Richard Cork’s account of some 20th-century excursions into public art – Epstein’s sculptures on what is now Zimbabwe House, the Omega Workshops interiors, Wyndham Lewis’s wall paintings, the sculptures on the Underground building at St James’s Park – deals with work which was produced about the time the arbiters of advanced taste were feeling their way to power. It was also the period when cartoons and outraged letters to the editor, daubings with paint and complaints about public sculpture offending public morals, gave evidence of a crossness which, in retrospect, is rather attractive. At least there was less indifference, and more artists wished to see painting escape from the world of ‘the art exhibition, and the freak-selling or the commercial-selling of the dealer’s shop’, as Wyndham Lewis put it. Lewis thought an England in which bad ornament had crawled over every surface needed Blasting, that artists and engineers must join hands and throw out the architects.

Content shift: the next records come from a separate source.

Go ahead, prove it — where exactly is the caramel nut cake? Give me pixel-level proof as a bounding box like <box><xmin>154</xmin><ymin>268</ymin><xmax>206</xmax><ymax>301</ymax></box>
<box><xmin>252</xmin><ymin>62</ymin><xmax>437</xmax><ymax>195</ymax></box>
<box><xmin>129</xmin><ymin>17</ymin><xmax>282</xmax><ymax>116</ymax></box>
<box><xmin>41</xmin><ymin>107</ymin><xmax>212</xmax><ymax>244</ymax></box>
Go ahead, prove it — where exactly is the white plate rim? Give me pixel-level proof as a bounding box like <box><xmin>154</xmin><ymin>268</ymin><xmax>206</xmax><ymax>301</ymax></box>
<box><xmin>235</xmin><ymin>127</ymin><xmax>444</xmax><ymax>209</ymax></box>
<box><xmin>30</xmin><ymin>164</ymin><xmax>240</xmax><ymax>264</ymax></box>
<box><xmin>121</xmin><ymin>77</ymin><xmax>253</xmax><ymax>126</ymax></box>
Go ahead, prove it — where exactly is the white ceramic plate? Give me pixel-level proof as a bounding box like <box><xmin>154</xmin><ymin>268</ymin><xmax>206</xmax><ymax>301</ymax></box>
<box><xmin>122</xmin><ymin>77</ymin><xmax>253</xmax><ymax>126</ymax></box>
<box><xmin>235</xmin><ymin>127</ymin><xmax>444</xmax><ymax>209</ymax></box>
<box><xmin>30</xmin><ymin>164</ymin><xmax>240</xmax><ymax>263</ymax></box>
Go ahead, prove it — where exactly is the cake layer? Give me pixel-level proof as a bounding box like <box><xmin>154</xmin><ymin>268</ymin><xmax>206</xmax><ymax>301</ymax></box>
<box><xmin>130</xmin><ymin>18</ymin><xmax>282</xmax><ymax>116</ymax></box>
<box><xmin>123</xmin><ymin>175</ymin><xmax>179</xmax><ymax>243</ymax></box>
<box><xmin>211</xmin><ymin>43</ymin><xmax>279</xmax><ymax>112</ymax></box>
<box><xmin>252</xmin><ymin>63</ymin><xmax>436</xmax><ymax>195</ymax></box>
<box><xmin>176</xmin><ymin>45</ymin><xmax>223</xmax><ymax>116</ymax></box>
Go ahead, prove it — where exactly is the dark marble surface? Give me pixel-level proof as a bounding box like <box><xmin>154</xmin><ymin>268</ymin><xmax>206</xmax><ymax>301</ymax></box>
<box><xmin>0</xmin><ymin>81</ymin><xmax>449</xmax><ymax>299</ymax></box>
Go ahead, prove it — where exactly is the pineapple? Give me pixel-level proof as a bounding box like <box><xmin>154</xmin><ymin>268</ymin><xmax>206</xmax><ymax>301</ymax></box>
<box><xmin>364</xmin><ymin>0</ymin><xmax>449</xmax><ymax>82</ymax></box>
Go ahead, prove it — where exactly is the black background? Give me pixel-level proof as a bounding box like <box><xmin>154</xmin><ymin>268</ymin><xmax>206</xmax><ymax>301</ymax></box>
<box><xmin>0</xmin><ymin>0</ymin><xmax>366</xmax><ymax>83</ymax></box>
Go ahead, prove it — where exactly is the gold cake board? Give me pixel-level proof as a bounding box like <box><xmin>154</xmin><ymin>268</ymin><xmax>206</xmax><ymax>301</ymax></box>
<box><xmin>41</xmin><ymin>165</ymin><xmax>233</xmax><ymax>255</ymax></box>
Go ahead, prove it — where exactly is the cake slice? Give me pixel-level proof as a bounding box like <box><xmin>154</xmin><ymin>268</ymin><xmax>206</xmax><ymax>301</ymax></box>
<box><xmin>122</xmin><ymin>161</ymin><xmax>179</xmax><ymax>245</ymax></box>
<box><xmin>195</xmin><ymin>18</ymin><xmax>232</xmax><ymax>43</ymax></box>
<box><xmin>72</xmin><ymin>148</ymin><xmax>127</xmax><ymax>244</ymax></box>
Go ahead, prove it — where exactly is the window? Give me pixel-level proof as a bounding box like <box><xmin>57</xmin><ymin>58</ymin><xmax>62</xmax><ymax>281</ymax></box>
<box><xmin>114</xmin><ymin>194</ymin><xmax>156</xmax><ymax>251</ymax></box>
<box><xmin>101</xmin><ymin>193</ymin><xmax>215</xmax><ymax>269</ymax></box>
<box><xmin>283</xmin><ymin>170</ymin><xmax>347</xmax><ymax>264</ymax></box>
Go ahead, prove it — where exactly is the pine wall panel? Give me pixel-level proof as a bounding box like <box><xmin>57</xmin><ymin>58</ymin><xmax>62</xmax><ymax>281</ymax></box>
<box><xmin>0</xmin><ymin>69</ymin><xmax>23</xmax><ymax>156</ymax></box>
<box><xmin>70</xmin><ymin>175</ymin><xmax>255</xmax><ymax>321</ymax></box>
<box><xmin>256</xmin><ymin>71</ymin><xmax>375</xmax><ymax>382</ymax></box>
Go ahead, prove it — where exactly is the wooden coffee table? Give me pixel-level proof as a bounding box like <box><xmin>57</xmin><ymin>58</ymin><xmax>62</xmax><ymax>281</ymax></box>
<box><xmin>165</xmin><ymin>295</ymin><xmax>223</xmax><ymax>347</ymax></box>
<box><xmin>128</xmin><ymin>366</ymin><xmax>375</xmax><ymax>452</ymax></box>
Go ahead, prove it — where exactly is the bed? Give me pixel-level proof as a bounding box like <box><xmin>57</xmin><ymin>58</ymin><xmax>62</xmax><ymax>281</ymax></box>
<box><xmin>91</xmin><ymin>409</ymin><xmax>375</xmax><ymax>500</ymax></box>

This very Ruskinian sense of the need for socially appropriate art seems like a throwback, and the enterprises Cork writes about, some of the most hopeful public commissions of the century in England, did not win public affection. Eros is still much preferred to the sculpture by Moore and Epstein on the London Transport building; and the Epsteins which can still be seen in their hacked and battered state on Zimbabwe House are often just thought of as pleasingly weathered.

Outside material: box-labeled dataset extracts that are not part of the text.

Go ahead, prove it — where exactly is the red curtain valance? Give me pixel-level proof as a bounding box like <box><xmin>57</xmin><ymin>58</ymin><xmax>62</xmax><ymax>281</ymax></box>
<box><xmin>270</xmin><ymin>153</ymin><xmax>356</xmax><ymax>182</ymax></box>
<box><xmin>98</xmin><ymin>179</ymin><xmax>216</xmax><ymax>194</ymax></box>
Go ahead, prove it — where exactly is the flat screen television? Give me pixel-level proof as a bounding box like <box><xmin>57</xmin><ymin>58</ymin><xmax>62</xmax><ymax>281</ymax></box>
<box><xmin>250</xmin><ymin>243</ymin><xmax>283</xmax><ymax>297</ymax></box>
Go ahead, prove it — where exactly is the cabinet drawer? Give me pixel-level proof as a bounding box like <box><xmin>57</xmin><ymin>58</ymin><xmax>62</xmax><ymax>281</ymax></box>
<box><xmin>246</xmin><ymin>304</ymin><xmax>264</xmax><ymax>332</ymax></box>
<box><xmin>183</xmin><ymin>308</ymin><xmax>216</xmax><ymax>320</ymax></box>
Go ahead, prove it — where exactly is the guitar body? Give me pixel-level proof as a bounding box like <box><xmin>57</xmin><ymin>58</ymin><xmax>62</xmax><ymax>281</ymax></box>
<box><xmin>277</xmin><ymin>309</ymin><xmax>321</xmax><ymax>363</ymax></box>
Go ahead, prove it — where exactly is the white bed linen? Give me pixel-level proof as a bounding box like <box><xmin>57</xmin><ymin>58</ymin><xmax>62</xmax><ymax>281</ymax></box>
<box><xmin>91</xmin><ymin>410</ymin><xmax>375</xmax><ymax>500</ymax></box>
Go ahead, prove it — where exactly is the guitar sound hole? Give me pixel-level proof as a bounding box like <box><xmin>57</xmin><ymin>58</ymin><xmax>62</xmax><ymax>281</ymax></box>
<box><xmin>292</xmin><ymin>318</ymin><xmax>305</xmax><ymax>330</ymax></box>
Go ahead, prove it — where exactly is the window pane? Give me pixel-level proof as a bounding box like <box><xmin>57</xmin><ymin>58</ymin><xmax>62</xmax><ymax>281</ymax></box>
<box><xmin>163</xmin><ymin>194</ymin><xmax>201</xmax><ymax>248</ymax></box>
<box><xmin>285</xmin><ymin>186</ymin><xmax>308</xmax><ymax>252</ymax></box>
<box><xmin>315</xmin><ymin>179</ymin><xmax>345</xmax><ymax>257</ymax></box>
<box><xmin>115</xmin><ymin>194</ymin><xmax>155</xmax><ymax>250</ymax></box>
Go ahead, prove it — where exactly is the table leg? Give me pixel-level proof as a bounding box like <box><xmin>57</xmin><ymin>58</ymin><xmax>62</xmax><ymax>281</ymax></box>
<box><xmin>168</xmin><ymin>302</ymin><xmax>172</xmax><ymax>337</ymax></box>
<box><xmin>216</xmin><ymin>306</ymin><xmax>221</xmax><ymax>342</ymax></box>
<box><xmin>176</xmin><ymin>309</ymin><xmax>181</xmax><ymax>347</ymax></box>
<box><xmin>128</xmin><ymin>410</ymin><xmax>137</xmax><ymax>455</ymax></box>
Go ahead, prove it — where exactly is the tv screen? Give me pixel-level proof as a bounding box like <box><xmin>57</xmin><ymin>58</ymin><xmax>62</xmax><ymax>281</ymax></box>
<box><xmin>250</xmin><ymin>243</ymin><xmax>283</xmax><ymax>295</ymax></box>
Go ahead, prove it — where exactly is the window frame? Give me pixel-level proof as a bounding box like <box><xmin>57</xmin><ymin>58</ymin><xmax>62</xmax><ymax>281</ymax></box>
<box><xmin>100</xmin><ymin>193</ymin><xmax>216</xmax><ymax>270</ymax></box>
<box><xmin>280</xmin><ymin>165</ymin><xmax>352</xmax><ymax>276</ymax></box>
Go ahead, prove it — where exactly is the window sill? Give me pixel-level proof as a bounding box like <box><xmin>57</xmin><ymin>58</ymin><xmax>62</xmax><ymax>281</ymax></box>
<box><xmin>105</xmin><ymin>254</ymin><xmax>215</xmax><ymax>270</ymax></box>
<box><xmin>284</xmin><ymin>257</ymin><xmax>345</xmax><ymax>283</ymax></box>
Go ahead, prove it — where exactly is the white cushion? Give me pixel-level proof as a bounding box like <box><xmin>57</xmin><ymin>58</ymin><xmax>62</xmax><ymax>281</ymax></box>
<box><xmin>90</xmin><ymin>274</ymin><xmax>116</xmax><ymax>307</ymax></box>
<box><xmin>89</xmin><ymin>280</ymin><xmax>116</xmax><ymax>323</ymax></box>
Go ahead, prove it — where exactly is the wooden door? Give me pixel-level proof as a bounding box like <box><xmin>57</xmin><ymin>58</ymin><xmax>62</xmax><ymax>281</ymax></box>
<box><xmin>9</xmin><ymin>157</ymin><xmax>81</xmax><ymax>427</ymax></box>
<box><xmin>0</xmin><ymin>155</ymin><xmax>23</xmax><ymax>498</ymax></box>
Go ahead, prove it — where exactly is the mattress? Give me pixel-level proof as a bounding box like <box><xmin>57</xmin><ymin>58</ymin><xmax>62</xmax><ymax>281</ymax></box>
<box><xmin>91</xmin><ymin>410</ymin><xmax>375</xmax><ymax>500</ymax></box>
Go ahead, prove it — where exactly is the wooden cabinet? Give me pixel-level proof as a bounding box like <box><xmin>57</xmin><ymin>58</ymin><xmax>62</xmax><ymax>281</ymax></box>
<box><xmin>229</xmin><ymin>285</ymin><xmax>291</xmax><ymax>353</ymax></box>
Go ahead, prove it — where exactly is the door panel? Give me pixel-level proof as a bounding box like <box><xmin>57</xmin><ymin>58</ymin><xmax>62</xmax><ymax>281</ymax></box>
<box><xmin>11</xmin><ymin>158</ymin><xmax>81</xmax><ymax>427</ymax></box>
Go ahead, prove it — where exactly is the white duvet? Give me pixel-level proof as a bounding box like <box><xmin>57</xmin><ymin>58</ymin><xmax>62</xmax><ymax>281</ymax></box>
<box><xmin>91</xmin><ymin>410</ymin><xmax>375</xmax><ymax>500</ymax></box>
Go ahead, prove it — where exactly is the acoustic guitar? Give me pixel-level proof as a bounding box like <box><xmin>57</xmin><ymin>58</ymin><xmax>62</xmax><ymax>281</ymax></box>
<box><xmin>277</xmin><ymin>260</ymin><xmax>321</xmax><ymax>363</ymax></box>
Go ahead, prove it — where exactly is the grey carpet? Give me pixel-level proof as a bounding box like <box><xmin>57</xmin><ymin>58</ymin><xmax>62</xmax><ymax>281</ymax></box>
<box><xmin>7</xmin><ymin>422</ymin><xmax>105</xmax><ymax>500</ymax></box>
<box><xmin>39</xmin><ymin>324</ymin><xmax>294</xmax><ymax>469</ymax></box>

Alfred Gilbert was not a natural public sculptor, though he was an effective one. Richard Dorment’s biography, now issued in paperback, describes his dramatic rise to fame, fall from grace and rehabilitation, and gives an account of the rough treatment Eros (or more properly the Shaftesbury Memorial) had from the press when it was unveiled in 1893. Those who found the base shapeless had a point: it is, as Dorment says, the work of a goldsmith, not a monumental sculptor, and should be looked at close-to, not across Piccadilly traffic. But although its present success has more to do with fondness than form, it does seem to belong where it is in a way much post-war sculpture, which often looks as though it is outdoors only because it is too big to keep inside out of the rain, does not. Gilbert’s manner, too eloquent to seem entirely honest, suited public statements whose chief purpose was ceremonial.
If you are interested in what art ought to do you may fail to notice what it is actually doing. Ruskin’s first attack on Whistler – ‘a daub professing to be a “harmony in pink and white” (or some such nonsense); absolute rubbish and which had taken about a quarter of an hour to scrawl or daub’ – was made in the context of a lecture on the status of the Medieval artist, and the superiority of his relationship to society over that of the modern painter ‘paid irregular and monstrous prices by an entirely ignorant and selfish public’. The taste of the selfish public has much to do with fantasies, signs and symbols and little to do with great or even good art. It draws on what it finds stimulating, pretty or comforting. True originality lives a precarious life, waiting for changes in understanding. These books help explain why we are losing the sense that this is a very bad thing.